In short, all this shit about the primaries and the lever pulling? It's a minigame at best.


  1. Rather cogently observed, C. So your theory is that all that loot is spent corralling voters in order to demonstrate to the powers that be that candidate So and So has the juice?

  2. Precisely. It allows the resources of capital to swirl around the powerful and not be lost as they were under earlier modes of competitive dominance. Donations, PR salaries, and so on produce patronage and build future relationships; who reuses a bullet or a dead war horse?

  3. It's an intriguing mechanism, then. Because, if it holds true over time, the investment in candidates by donors and corporate concerns allows those corporations to obtain proxy demographic fealty by way of the politician. So the company helps to fund the candidate as a marketing move, and the candidate's success doesn't demonstrate as much about the candidate as it does about his backers?
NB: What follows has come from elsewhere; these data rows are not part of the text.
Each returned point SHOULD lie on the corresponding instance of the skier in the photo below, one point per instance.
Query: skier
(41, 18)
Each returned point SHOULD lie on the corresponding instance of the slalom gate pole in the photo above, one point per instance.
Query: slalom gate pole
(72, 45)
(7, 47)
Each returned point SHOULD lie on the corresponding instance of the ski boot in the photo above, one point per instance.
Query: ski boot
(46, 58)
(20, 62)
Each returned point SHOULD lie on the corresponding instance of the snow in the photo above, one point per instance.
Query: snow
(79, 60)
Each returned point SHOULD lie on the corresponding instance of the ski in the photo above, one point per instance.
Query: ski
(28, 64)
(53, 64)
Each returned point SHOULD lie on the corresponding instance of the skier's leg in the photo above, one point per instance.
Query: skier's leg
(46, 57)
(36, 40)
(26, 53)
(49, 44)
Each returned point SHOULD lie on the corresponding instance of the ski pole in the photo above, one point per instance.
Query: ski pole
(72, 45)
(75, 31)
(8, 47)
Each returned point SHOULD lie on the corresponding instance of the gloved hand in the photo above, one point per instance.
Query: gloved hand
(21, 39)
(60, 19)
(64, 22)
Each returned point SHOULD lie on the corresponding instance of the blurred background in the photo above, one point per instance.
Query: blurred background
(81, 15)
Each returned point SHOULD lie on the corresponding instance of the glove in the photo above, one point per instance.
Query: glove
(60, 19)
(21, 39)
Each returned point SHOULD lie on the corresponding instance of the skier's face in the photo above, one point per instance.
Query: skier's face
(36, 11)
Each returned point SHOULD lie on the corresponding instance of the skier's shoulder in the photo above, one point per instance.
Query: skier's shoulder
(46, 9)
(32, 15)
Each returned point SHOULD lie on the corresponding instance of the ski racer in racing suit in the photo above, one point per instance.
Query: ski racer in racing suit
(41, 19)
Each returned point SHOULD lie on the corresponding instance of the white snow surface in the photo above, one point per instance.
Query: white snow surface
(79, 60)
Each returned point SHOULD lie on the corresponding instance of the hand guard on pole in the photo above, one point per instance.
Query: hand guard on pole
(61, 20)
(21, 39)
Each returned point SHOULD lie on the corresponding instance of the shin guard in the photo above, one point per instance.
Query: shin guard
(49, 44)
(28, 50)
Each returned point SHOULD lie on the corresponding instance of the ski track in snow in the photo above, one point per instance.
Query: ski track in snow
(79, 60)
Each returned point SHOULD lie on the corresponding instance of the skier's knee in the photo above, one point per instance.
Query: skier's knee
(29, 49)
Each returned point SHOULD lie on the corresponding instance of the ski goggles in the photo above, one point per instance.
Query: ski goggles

  4. The main entry is good.

    The comments? ...a dull conversation with Crowbar pretending nobody has thought of this theme before Cuneyt's main entry above.

    Some of us have been arguing it for well over 15 years. Publicly.

    It's not new... and for a self-named NH political consultant, millionaire fund-manager, and head-kicker of those who mocked his "poverty" (sushi 1x/wk instead of 5x/wk)... what howling irony.

    Of course politicians are face-men. They have always been thus. They are not leader-savants, noble statesmen, or purposeful professorial professionals. Not even the ones Crowbar supposedly rambled about when he was an ace NH consultant.

  5. Hey, Cuneyt. Thanks for the discussion. I'll check back after Karl/Charles/Sean/Pico/Sockpuppet decides he wants to grown into his adulthood already.